If we spend some time working on each movement with pinpointed focus, we have the opportunity to tune in and observe something, and the possibility of moving a bit differently, to feel our capacity for change. When we know what we are working with, then the parts can be put back together into sun salutations in a much more helpfully conscious way.
It’s possible to have the sense of exertion, rhythmic focus and uplift from flowing movement while also adding in things which are necessary to move better long term. It comes down to yoga with the goal of structural balance and integrity – we can use our movement practice to bring less functional areas online (as discussed here) and support your body to work together as a complete system.
So, sometimes more flow, sometimes less, depending on what you choose to focus on.
Perhaps a more sustainable approach to yoga involves finding effective, enjoyable ways of learning about your body and keeping it functioning well, and also tapping into the mental/emotional effects of moving your body with awareness and care. It’s an overused word these days, but to me it’s about doing things which make us feel more ‘embodied’, like we are fully here and present in ourselves in a settled and responsive way, flowing with the waves of experience passing through us rather than tensed against them.
This Flow class theme for January 2021 was chosen partly because we are collectively dealing with extra fear and uncertainty, which can make us antsy and unsettled and/or demotivated and low in energy… All of this creates physical tension and contraction. Getting on your mat and not needing to think too much, to just flow through some movement you know off by heart can be an effective way to shift your energy and mood in a healthier direction.
I did many years of Ashtanga Vinyasa yoga, which kicks off with 10 rounds of sun salutations, and then linked sequences of poses, but these days I prefer to start my practice with slower, targeted movements, building up to more intensity, and then on to more whole body movements. But on days when I’m demotivated to practice, or feeling agitated, I might go with some simple flows just to get moving, followed by focusing on something in particular, or maybe do some breathwork, and then I can move into my day appreciating a sense of I grounding and calm.
What is your experience? Do you find yourself drawn to flow? What is the key appeal for you? Have you changed or experimented with how you do it in any way? Have you experienced any of the pitfalls I mention? I’m interested to hear your experiences and also how you find our classes this month focused on flow. Do report back!

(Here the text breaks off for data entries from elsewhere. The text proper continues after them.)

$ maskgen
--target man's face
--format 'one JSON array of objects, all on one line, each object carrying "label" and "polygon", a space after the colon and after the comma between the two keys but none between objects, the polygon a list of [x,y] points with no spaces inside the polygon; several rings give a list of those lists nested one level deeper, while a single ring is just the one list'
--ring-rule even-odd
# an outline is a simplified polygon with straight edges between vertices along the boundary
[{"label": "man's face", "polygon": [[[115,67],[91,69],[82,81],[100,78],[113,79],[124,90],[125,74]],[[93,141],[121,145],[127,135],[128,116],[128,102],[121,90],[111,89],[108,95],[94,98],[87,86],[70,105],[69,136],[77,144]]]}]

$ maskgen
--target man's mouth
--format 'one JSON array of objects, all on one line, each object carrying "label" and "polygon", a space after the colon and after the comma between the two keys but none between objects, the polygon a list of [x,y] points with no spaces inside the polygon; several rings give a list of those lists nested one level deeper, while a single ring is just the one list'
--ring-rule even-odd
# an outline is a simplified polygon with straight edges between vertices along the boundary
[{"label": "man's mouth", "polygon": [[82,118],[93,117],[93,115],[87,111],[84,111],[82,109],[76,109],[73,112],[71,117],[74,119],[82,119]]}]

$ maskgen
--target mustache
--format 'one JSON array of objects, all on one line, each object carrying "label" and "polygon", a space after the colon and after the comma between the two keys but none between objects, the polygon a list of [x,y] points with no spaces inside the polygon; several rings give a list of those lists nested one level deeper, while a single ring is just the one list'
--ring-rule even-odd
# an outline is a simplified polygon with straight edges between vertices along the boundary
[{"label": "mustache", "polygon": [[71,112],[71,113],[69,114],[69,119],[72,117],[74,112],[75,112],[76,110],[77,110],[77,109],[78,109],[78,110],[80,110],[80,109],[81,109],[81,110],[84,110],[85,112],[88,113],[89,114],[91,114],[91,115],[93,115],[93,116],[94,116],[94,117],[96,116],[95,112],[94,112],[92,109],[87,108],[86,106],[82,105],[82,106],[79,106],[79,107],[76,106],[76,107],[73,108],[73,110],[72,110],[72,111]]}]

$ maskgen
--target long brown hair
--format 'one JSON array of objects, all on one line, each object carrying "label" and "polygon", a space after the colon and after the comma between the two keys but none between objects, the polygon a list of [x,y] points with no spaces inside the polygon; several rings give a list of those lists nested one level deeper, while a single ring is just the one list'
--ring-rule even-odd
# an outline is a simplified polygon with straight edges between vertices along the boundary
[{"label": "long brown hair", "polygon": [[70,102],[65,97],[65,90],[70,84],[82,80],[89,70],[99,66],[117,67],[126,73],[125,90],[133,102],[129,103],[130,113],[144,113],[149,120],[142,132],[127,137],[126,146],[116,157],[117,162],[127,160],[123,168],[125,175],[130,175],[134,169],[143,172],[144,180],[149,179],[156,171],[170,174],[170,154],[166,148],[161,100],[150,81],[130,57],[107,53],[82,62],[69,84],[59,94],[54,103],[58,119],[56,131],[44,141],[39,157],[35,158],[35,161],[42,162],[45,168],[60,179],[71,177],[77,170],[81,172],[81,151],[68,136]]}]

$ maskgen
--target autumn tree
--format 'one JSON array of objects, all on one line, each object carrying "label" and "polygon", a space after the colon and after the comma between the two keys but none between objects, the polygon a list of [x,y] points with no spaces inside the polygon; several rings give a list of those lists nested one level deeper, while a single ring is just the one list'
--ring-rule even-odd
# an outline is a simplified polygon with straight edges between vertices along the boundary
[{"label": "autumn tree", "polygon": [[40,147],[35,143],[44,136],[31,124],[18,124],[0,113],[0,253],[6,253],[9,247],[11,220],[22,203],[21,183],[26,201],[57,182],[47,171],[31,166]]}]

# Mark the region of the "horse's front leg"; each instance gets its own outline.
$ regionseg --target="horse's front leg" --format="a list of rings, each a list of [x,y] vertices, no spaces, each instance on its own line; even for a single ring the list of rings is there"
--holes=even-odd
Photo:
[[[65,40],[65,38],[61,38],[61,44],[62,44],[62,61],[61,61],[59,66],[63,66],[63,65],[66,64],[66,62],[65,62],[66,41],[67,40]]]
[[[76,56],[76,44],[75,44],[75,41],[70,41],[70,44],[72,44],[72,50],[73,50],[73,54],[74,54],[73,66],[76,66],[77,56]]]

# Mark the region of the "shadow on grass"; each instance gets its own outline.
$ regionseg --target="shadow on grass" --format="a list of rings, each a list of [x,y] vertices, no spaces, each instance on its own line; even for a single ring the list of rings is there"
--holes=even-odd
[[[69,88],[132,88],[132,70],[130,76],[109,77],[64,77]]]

You can find my weekly class schedule here
(1) ‘Vinyasa’ traditionally means a breath-by-breath often counted method of moving from one movement to the next systematically and progressively. So it has a broader meaning than what happens in modern yoga Vinyasa Flow classes, where it has come to mean the sequence of connecting poses of lowering down from Plank called Chaturanga Dandasana, to Upward-Facing Dog to Downward-Facing Dog. ‘Taking a vinyasa’ has become shorthand for this sequence of Chaturanga-Updog-Downdog. ‘Vinyasa’ continuous counted movements are also notably used in the set sequences of the Ashtanga Vinyasa yoga system of Mysore.